Grant Goddess? Hello? Hello?

O.k., I am sure that you are smart enough to notice the big gap in posts between June and now. No, I haven't been on a cruise for the last several months. I have been busy, busy, busy writing and working. I have been spending a lot of my time exploring other social networking options as vehicles for getting information to all of you (Facebook, etc.).

There are so many options these days that it's almost overwhelming, isn't it?

In any event, we're back here.....after all of our searching and exploration, it has become clear that this is the place to focus on for sharing our information.

So, feel free to follow us on Twitter or Facebook, but but the grantgoddess.com website and the blog (right here) will be the place to come for your grant-related information.

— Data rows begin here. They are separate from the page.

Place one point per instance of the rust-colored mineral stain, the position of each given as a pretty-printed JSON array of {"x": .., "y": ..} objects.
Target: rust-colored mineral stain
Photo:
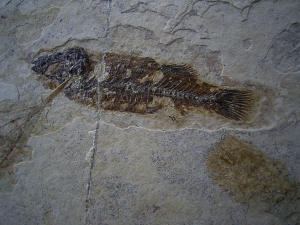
[
  {"x": 132, "y": 83},
  {"x": 244, "y": 171}
]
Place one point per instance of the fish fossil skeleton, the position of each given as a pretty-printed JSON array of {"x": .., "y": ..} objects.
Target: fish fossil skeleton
[{"x": 139, "y": 85}]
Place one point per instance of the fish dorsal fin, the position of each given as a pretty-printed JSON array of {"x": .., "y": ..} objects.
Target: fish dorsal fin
[{"x": 179, "y": 70}]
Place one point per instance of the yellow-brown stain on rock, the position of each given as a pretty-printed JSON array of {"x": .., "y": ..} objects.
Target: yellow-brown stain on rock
[{"x": 248, "y": 175}]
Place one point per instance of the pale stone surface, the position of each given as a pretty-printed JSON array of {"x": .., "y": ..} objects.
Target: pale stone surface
[{"x": 66, "y": 163}]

Write to the RFA or the Rubric?

This is an interesting question - should you address your narrative to the RFA instructions or the scoring rubric (if one is provided for you)?

The best answer, of course, is both. But what if the instructions in the RFA (that's Request for Applications) and the scoring rubric differ?

I participated in a grant competition this summer in which the funder put out the word that they knew the instructions and the scoring rubric did not match, and that even though the readers would be instructed to use the scoring rubric to make their decisions, they wanted the applicants to follow the instructions in the RFP. the scoring rubric was just provided for our information. Huh?

Here's my advice (and what I did for that competition over the summer):

Follow the instructions. However, make sure you also address everything in the scoring rubric. Unless the scoring rubric and the instructions give you opposite instructions (usually, if they don't match, it's the case that one just leaves out criteria that are included in the other), you'll have nothing to worry about if you write to both.